What has always amazed and impressed me most about Roy is her ability to successfully maintain a tension, in her fiction, between the fact that her characters are so often uprooted or rootless and the fact that they have, despite this, a real sense of and feel for (and even love for) their setting. Immigrants, vagabonds, and wanderers all move restlessly across Roy's Canada, unable or unwilling to settle, and usually searching for some unobtainable rest. From different perspectives, Roy traces their wanderings with care and grace, and genuine sympathy.

My favorite piece here is "Where Will You Go, Sam Lee Wong?", which focusses on a recent Chinese immigrant to the Great White North, and narrates his difficulties planting himself and thriving in the harsh ground of his newly chosen world. A close second is "Hoodoo Valley," a brief glimpse of an entire community of new arrivals from Eastern Europe in search of a place in Canada that reminds them of their former home.

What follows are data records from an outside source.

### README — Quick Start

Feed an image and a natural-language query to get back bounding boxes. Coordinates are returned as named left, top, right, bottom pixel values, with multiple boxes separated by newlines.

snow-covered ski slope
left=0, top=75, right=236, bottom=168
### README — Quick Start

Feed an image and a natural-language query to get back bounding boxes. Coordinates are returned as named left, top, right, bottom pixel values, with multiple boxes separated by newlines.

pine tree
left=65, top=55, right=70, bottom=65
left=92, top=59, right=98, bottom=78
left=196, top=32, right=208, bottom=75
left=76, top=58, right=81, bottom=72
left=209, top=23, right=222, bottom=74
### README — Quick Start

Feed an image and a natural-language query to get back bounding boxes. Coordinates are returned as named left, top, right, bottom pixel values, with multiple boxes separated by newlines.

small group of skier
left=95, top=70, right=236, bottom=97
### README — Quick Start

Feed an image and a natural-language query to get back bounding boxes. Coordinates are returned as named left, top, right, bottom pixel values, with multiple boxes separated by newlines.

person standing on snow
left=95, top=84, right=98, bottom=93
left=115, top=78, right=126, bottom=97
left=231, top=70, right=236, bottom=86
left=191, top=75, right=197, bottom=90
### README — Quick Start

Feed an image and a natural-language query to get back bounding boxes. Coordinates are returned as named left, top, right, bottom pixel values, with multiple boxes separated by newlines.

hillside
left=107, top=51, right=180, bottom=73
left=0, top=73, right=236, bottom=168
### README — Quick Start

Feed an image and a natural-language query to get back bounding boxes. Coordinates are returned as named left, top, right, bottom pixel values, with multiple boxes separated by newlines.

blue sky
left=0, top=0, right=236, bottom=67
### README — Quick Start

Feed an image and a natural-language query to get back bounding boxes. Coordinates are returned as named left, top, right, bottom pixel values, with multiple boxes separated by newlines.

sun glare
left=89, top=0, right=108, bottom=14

Bookending these two immigrant narratives are the first and final stories, including the title piece, which closes the book out in a beautiful way. The French title of the story (and thus of the collection) is "A Garden at the Edge of the World," which captures a little more bluntly what Roy does in this flourishing finish. In what is here called "A Garden in the Wind," Roy situates us at the border--recognizable but not absolute or permanent in any way--between the mapped and known and habitable and controllable Canada, and the endless sprawls of naked land that fan out in almost every direction.

In a strange way, then, Roy manages to make her Canada (she's from Manitoba) imaginable simultaneously as a center or final destination AND as the very marginal threshold of what is known. It's this willful and well-managed blend of opposites--of lovability and unlivability--that makes Roy's fiction such an interesting, moving and edifying read.